Petrol Prices Climb Again as the Gulf Shock Hits the Pumps
The escalation in the Gulf is feeding through to British forecourts. Average unleaded, which had fallen to 150.6p a litre earlier in the month, has climbed back above 151p, with diesel near 167p, and the RAC warns pump prices could rise a further couple of pence this week as the oil above $85 a barrel works through. The motoring group says the recent savings for drivers “could begin to disappear”, with the scale of any rise depending on whether the US-Iran conflict escalates further.

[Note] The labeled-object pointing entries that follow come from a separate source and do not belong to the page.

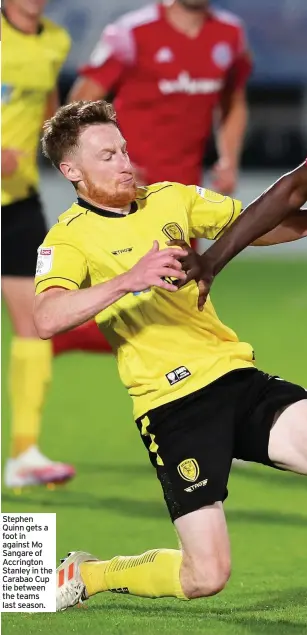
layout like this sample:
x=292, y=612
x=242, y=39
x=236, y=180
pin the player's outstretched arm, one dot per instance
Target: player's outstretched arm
x=282, y=199
x=57, y=309
x=275, y=207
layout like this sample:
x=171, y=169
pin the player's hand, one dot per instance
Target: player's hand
x=9, y=161
x=197, y=268
x=156, y=265
x=224, y=177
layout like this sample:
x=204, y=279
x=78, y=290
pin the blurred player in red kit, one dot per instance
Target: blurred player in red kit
x=163, y=62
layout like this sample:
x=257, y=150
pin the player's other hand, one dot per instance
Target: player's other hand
x=224, y=177
x=156, y=265
x=9, y=161
x=197, y=268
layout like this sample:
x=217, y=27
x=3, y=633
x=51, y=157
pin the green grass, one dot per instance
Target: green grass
x=115, y=506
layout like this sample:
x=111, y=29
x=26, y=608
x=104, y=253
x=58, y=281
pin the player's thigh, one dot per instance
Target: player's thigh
x=23, y=230
x=288, y=438
x=265, y=398
x=205, y=545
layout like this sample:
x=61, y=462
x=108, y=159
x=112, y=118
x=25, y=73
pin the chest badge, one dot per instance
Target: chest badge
x=173, y=231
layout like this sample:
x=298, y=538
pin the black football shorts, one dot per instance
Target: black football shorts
x=192, y=441
x=23, y=229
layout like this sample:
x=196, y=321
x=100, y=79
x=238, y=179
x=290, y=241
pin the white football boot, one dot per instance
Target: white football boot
x=33, y=468
x=70, y=588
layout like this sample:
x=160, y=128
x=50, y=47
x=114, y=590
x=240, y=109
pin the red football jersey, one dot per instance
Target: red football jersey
x=167, y=86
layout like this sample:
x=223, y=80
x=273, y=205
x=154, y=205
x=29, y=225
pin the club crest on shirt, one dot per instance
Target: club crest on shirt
x=189, y=470
x=173, y=231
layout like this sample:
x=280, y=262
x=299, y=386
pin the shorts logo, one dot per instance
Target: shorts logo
x=44, y=260
x=189, y=470
x=173, y=231
x=177, y=374
x=192, y=488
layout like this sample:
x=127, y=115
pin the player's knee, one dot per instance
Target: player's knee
x=207, y=578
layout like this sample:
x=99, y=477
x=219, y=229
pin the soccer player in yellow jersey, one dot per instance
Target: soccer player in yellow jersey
x=34, y=49
x=198, y=399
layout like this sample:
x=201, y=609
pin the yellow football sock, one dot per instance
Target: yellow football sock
x=154, y=574
x=29, y=377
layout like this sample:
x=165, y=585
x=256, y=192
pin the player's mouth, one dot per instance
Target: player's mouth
x=128, y=180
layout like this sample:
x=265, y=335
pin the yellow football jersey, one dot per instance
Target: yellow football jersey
x=165, y=347
x=30, y=66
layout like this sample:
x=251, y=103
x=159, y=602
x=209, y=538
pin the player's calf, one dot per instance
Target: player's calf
x=206, y=563
x=204, y=578
x=288, y=438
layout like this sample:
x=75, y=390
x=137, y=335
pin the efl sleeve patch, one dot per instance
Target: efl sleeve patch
x=44, y=260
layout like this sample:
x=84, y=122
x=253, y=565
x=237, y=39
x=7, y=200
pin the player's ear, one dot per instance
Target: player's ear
x=72, y=173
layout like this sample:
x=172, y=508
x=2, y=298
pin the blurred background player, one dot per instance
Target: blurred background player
x=163, y=62
x=33, y=52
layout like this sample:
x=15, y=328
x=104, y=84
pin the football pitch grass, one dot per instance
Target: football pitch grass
x=114, y=505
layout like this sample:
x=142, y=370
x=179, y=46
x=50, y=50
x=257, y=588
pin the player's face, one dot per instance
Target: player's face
x=194, y=4
x=33, y=8
x=105, y=168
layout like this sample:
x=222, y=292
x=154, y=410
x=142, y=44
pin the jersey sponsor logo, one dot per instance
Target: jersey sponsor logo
x=173, y=231
x=44, y=260
x=222, y=55
x=121, y=251
x=186, y=84
x=164, y=55
x=192, y=488
x=209, y=195
x=177, y=375
x=189, y=470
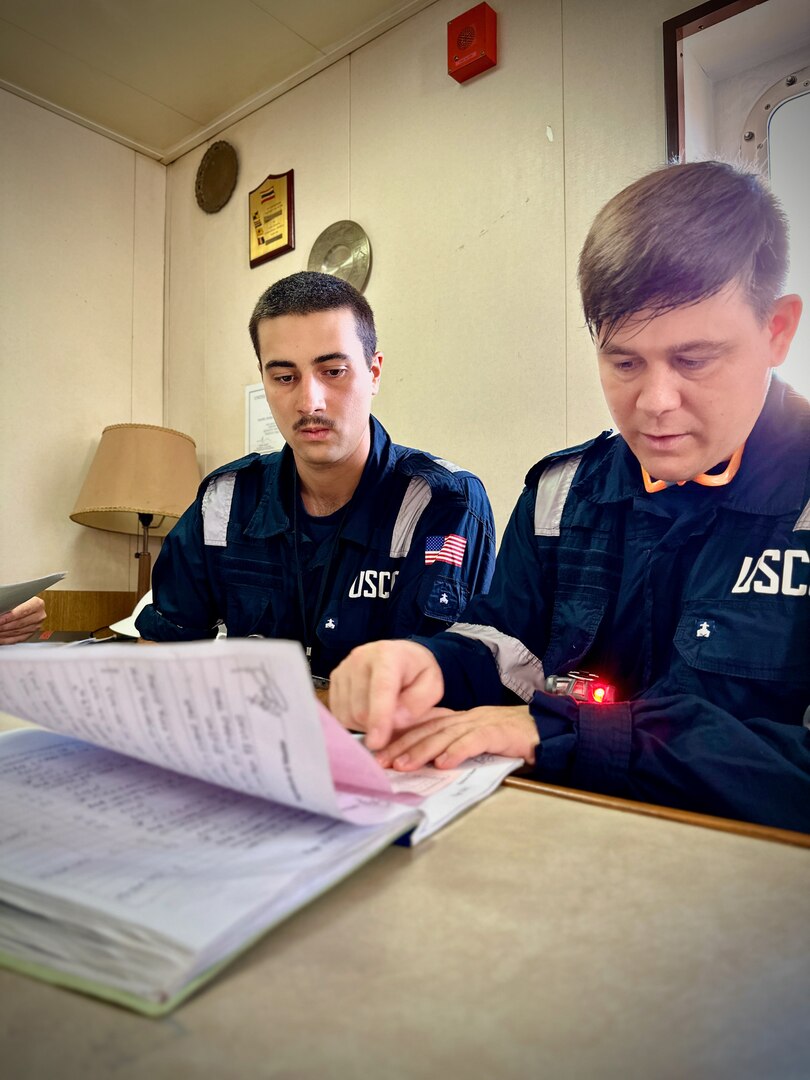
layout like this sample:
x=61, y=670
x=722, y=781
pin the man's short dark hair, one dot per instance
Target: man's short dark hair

The transmission from a Gulf chokepoint to a British forecourt is quick: a premium goes into crude within hours of a shock, reaches the pumps within a fortnight, and feeds the wholesale gas price that sets energy bills within weeks. The timing is punishing for the incoming government, which inherits stretched public finances and a chancellor-in-waiting pledged to discipline; a fresh inflation shock would narrow its options and reopen the argument over the fuel-duty freeze that is the main thing holding prices down. The Bank of England would face the same bind that has run through this whole conflict — oil-driven inflation against a slowing economy — complicating any path to lower interest rates. For households the practical read is blunt: the brief easing at the pump has reversed, and it is tied to a war with no clear end. Watch where oil settles, whether ministers signal further duty relief, and the read-through to the next inflation figures.